In the recent thread, Deaton observed that Hinman, when asked if he knew Ness, said in his deposition that he “couldn’t pick him out of a crowd,” despite the two having met on March 28, 2018, shortly after Ness sent Hinman the above-mentioned memo, which the SEC’s official used in his infamous speech in which he argued that Ethereum was not a security.

“Oh btw, Lowell Ness has been a16z’s main crypto lawyer from the very beginning. Hinman is now a partner at a16z today. He’s partners w/those who helped write his ‘personal opinion’ speech that Ether isn’t a security.

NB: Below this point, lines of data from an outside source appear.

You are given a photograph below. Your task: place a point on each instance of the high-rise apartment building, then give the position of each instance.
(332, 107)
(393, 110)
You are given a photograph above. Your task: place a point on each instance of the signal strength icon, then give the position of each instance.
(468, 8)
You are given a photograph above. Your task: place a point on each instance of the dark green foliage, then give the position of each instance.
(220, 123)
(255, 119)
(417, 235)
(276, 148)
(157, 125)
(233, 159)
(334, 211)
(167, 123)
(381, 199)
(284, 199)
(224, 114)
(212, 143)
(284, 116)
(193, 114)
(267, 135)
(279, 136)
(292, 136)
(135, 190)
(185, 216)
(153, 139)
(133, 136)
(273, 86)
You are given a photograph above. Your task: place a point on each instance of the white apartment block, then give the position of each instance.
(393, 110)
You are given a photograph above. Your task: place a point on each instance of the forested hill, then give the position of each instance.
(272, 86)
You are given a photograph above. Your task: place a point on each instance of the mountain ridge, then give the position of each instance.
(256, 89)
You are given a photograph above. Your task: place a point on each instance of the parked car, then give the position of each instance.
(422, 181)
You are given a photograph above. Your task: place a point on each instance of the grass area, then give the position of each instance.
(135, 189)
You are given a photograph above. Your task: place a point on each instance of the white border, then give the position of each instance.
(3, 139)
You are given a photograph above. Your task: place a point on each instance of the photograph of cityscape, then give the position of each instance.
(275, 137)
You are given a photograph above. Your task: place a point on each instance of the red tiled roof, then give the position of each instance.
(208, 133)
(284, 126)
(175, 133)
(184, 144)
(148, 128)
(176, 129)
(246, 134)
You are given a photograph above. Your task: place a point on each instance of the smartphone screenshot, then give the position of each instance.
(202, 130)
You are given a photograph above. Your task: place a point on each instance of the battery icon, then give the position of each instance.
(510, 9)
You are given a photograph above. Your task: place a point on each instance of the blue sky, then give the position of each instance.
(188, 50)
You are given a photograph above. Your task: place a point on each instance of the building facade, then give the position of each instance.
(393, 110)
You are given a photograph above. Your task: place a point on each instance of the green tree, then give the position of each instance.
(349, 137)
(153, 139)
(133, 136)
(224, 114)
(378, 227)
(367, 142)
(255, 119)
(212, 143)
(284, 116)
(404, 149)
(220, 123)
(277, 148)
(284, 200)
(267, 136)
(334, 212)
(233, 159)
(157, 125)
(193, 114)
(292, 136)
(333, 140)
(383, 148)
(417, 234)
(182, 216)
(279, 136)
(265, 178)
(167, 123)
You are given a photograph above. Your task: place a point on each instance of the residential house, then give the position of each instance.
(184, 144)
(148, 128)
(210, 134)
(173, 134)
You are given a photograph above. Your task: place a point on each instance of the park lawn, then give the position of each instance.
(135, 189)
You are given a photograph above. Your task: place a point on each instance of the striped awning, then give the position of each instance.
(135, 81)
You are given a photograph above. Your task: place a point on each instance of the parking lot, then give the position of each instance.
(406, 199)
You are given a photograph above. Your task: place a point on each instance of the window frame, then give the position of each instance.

Oh btw, the only crypto mentioned in the Safe Harbor was ETH.”

And that’s not all, as Deaton said in an earlier tweet on June 17, “don’t forget that Clayton went to [hedge fund] One River immediately after leaving the SEC. One River had made a $1B bet on [Bitcoin (BTC)] and Ether, just before Clayton dropped the lawsuit bomb about XRP.”

The bright side

Meanwhile, on June 15, Ripple’s chief legal officer Stuart Alderoty said in an interview with CoinDesk that his blockchain company has, in many ways, “actually benefitted by the SEC suing us when they did because we’re at the end of our journey, and others are at the beginning of their litigation journey with the SEC.” 

In the interview, he also called for an official investigation into Hinman and added that other participants in the blockchain space were taking lessons from Ripple, referring to the recent SEC’s lawsuits against crypto exchanges Coinbase and Binance:

“I think if you look at the defenses and the narrative around some of the actors who are now on the wrong side of the ‘v.’ with the SEC, they are reading from the Ripple playbook, and that is perfectly fine with us.”

Meanwhile, the XRP token that is at the center of the long-running legal standoff was at press time changing hands at the price of $0.49, recording an increase of 0.98% on the day and a 4.92% gain across the previous month, despite a 5.29% loss over the past week, according to the latest charts.